Applications can use the interfaces described in the Data Deduplication Backup/Restore API Reference to perform selective restore of file data from an optimized backup.

Applications that need to perform single or multi-file restore from an optimized backup may use the Data Deduplication Backup/Restore API. If one of the approaches described in Backup and Restore of Data Deduplication-Enabled Volumes cannot be used—for example, if the target volume already contains a data deduplication chunk store, this approach may be the only alternative.

Because the Data Deduplication on-disk schema is not publicly documented, Data Deduplication drives the restore process by relying on the application to perform required read I/O requests on its behalf. In response to each read request serviced by the application against Data Deduplication files in the backup store, Data Deduplication will interpret its own metadata and data, which may result in further read requests in some cases.

The backup application provides read access to Data Deduplication files in the backup store by using a COM callback mechanism. The overall process of restoring a file from an optimized backup store proceeds as follows.

  1. The backup application must ensure that the following prerequisites are in place:

    • The Data Deduplication feature must be installed on the computer that holds the target volume.
    • The target volume must be formatted with NTFS, but does not need to be data deduplication-enabled.
  2. The backup application copies the reparse points for the target files from the backup store.

    Note

    Because the restore process described here has multiple steps, the application may choose to restore the target files to a temporary location in order to prevent end-user access attempts while the files are being restored.

     

  3. The backup application initiates a file restore operation using IDedupBackupSupport::RestoreFiles.
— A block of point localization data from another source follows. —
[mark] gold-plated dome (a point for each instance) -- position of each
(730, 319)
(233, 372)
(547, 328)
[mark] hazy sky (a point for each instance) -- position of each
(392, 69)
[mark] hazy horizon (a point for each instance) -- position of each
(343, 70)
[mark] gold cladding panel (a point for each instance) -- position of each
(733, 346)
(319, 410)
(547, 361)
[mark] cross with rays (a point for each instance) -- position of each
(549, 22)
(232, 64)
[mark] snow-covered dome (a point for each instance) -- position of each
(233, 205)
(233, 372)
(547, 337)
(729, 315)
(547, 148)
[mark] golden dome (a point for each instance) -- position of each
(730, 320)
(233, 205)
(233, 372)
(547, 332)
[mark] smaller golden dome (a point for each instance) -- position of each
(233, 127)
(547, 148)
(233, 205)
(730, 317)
The application specifies the full path to the reparse point files specified in the previous step. The application also provides Data Deduplication with an instance of IDedupReadFileCallback that is ready to accept incoming calls from the Data Deduplication restore engine.

  4. The backup application receives one or more of the following calls from Data Deduplication on each of the following methods of the callback interface. The callbacks are serviced by the same application process that called IDedupBackupSupport::RestoreFiles.
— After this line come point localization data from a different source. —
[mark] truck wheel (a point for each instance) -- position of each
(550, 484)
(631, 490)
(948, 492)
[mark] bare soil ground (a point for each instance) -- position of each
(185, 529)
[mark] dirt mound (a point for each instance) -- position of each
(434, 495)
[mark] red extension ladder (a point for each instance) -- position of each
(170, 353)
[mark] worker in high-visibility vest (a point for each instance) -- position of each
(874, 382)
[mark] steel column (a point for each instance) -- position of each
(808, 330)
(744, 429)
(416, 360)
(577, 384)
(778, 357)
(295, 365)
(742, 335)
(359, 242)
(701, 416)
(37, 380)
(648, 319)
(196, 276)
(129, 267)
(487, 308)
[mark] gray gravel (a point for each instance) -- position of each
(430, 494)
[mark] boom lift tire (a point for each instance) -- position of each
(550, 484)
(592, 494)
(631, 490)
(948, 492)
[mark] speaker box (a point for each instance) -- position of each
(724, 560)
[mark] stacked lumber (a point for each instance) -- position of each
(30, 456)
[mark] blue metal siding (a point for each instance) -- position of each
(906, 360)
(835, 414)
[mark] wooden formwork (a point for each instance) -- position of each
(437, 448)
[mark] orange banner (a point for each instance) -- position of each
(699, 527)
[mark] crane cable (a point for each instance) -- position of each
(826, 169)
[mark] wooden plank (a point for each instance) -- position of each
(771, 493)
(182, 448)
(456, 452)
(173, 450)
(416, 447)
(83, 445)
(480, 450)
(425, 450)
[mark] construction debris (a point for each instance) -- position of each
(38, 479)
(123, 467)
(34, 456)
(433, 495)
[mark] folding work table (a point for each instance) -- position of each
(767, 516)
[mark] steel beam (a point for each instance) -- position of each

    • IDedupReadFileCallback::ReadBackupFile – this method issues read requests targeting a Data Deduplication metadata or container file located in the application's backup store. The application ultimately issues the actual I/O to satisfy the read request by whatever means necessary. The application does not need to understand the file format or parse it in any way. The application only needs to be able to read the specified ranges of the files from the backup media.
    • IDedupReadFileCallback::OrderContainersRestore – this method provides the application with the ability to influence the order of the pending reads to multiple container files that are required to retrieve the target file data. Implementation of this method by the application is optional. Providing an implementation may be important in order to achieve acceptable restore performance from sequential access backup media such as tape or to otherwise improve restore performance. If the application does not provide an ordered set of container extents, Data Deduplication will generate one extent per container file (full file extents) in an arbitrary order.
    • IDedupReadFileCallback::PreviewContainerRead – this method provides the application with a preview of the sequence of reads that are pending for a given container file extent reported by OrderContainersRestore (or generated by Data Deduplication, if the application does not implement OrderContainersRestore). The application may use this per-container extent read plan to increase the efficiency of the pending reads through read-ahead, caching or other mechanisms. Implementation of this method by the application is optional.
  5. Using the callback methods described above, Data Deduplication reads metadata and target file data in an iterative manner, according to a read plan optionally influenced by the application, and writes the file data back to the target file data stream. In this manner, Data Deduplication reconstructs the target file piece by piece until the entire file is restored at the target location in its original, non-deduplicated form.

  6. Data Deduplication removes the reparse point and metadata that were copied by the application in step 1.

    Note

    If the files were restored to a temporary location, the application should rename the files to their target destination.